Yesterday Mike Lonergan and the City of Tacoma received the go-ahead on an agreement that clarifies the council member-elect may take his seat in January while he continues to serve as the Tacoma Rescue Mission’s executive director.
The agreement settles city concerns about a potential conflict-of-interest problem under the city charter and state law.
Still unresolved are issues under U.S. Department of Housing and Urban Development regulations governing city contracts with the Tacoma Rescue Mission that involve federal funds.
“I’m pleased to get this squared away so I can go to work on the council and also serve the community through the mission,” Lonergan said.

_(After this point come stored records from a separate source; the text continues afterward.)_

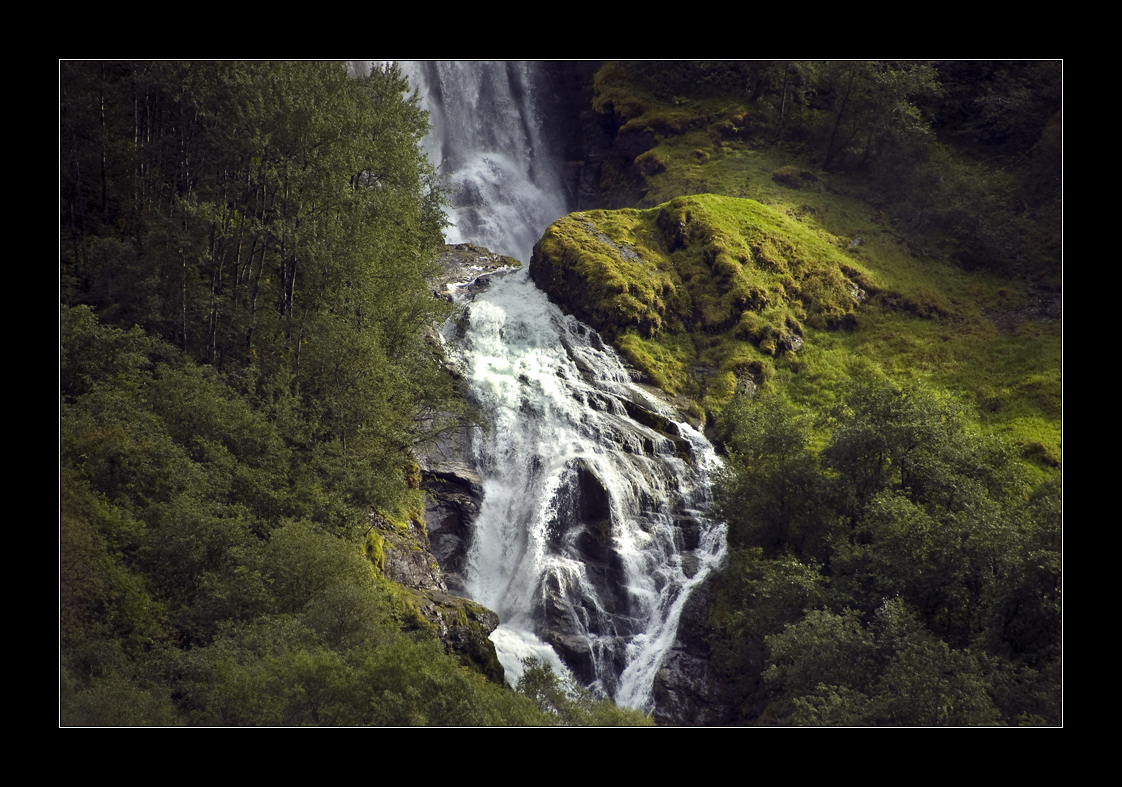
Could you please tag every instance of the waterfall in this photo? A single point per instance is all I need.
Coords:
(488, 138)
(592, 530)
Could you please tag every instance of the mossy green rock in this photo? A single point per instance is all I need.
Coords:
(701, 290)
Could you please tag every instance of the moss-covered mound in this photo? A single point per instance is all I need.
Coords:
(702, 290)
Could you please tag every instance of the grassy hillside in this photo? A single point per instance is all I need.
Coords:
(873, 329)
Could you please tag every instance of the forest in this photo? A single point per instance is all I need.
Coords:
(248, 368)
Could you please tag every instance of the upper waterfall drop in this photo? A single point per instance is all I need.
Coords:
(487, 137)
(592, 530)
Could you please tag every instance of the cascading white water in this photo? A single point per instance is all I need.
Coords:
(592, 529)
(487, 137)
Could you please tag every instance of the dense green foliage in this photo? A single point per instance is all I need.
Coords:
(901, 575)
(894, 549)
(964, 156)
(701, 282)
(245, 375)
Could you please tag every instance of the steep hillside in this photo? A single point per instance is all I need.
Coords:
(868, 318)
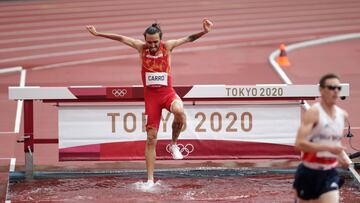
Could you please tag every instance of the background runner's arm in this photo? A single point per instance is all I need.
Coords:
(171, 44)
(311, 117)
(134, 43)
(343, 158)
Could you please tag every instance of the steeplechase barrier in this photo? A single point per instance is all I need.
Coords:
(97, 123)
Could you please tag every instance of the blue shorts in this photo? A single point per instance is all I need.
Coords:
(311, 183)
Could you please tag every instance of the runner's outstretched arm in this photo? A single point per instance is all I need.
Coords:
(171, 44)
(134, 43)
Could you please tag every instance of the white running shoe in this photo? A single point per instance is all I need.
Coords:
(175, 152)
(150, 183)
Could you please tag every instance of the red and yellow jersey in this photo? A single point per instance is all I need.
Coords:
(155, 69)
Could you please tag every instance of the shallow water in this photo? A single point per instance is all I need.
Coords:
(250, 188)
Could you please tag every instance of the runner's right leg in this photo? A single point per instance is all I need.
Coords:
(150, 152)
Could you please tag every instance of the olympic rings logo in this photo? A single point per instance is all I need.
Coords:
(184, 150)
(119, 92)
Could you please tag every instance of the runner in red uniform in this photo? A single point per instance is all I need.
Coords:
(155, 56)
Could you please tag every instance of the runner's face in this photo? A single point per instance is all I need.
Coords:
(153, 42)
(330, 92)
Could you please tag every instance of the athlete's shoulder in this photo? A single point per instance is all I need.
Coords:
(312, 115)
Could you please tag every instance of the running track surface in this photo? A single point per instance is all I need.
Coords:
(48, 38)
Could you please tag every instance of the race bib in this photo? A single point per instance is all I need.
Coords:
(156, 78)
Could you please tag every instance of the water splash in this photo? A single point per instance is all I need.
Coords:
(150, 187)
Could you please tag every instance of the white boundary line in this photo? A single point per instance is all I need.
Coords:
(19, 102)
(286, 79)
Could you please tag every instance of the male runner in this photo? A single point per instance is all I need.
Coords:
(319, 139)
(155, 56)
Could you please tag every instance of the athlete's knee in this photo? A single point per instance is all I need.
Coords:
(151, 136)
(177, 107)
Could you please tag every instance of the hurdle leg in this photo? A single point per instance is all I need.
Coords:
(28, 137)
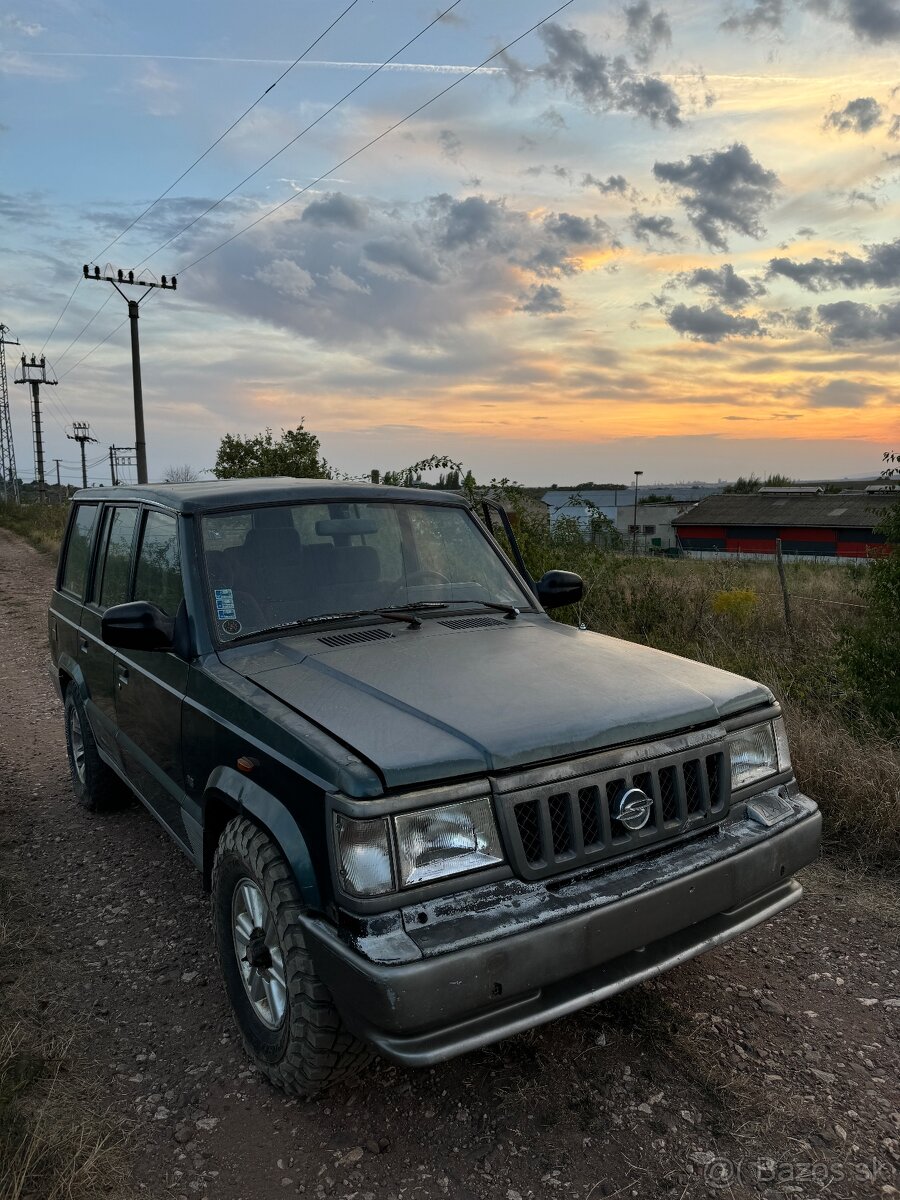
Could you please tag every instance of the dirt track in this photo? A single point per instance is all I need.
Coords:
(769, 1066)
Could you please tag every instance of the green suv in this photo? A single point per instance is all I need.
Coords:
(430, 815)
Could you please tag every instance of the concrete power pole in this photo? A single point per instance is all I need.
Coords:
(10, 481)
(82, 435)
(120, 456)
(127, 280)
(35, 373)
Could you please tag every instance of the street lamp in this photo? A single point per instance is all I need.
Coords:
(634, 522)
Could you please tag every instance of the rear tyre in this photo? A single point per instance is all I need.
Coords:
(285, 1013)
(95, 785)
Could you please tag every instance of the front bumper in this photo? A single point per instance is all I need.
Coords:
(575, 943)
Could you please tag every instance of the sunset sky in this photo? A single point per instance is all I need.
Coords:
(649, 235)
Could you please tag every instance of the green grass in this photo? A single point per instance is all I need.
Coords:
(42, 525)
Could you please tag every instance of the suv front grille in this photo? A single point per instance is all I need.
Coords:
(561, 827)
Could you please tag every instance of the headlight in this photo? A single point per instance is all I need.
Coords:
(364, 856)
(437, 843)
(757, 751)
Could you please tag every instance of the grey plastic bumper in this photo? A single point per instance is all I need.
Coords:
(436, 1008)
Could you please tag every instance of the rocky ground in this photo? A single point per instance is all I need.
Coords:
(768, 1067)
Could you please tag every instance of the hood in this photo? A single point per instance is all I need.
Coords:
(450, 700)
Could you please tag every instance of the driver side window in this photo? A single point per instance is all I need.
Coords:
(159, 571)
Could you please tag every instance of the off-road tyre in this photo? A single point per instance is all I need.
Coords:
(95, 785)
(311, 1049)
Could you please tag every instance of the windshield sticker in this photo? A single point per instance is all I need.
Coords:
(225, 604)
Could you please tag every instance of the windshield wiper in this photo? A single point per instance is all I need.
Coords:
(511, 611)
(387, 613)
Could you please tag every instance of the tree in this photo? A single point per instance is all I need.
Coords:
(183, 474)
(295, 454)
(743, 486)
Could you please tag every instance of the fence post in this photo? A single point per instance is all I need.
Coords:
(780, 563)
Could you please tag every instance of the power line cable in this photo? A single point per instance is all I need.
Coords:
(226, 132)
(303, 132)
(65, 306)
(196, 162)
(372, 142)
(102, 341)
(355, 154)
(84, 329)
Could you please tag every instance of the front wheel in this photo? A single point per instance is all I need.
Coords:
(287, 1019)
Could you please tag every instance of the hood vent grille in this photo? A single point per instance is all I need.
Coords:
(355, 635)
(472, 622)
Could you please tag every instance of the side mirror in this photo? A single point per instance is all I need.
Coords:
(558, 588)
(137, 627)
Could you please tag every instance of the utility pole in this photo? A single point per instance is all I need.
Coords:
(35, 373)
(120, 456)
(10, 483)
(127, 280)
(82, 435)
(634, 520)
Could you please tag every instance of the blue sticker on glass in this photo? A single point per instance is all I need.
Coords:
(225, 604)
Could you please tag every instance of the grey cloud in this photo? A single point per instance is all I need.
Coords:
(646, 30)
(720, 191)
(600, 83)
(17, 25)
(450, 145)
(336, 209)
(873, 21)
(763, 16)
(400, 257)
(879, 269)
(723, 285)
(577, 231)
(711, 324)
(418, 274)
(647, 227)
(850, 322)
(858, 117)
(840, 394)
(541, 300)
(612, 184)
(25, 207)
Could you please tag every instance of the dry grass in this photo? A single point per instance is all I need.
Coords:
(57, 1140)
(856, 783)
(42, 525)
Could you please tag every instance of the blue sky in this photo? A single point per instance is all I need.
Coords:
(658, 235)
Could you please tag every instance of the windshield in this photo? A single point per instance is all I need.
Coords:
(270, 567)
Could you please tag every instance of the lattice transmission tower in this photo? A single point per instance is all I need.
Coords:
(9, 475)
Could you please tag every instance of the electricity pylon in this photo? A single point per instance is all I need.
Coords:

Tacoma sought a declaratory statement from Pierce County Superior Court Dec. 5 to determine whether Lonergan’s dual service as a city council member and the mission’s executive director was consistent with the city charter, the city ethics code, state law and federal regulations.
In general, those laws prohibit city officers from participating in decisions that would result in financial benefit to the officer – including awarding of contracts.
Judge Frank E. Cuthbertson approved the agreement – a “stipulation” – between Lonergan, the mission and the city, to settle a portion of the declaratory judgement action.
The agreement limits the mission’s compensation to its executive director to a fixed salary while he serves on the city council. That means Lonergan will not receive bonuses or fluctuating pay based on performance.
The stipula-tion is meant to help the city and the mission to comply with the city charter, the city’s Code of Ethics and state law by making Lonergan’s interest in the mission’s contracts “remote interests” and thus avoiding an impermissible conflict of interest.
The Code of Ethics and state law exempt remote interests from being treated as conflicts of interest where it is demonstrated that an employee has no money interest in a contract, and the only interest is as a salaried employee of a contractor.
Furthermore, under the stipulation, the mission will clearly designate Lonergan as an “employee” rather than an “officer.” For example, he will no longer sign contracts on behalf of the mission.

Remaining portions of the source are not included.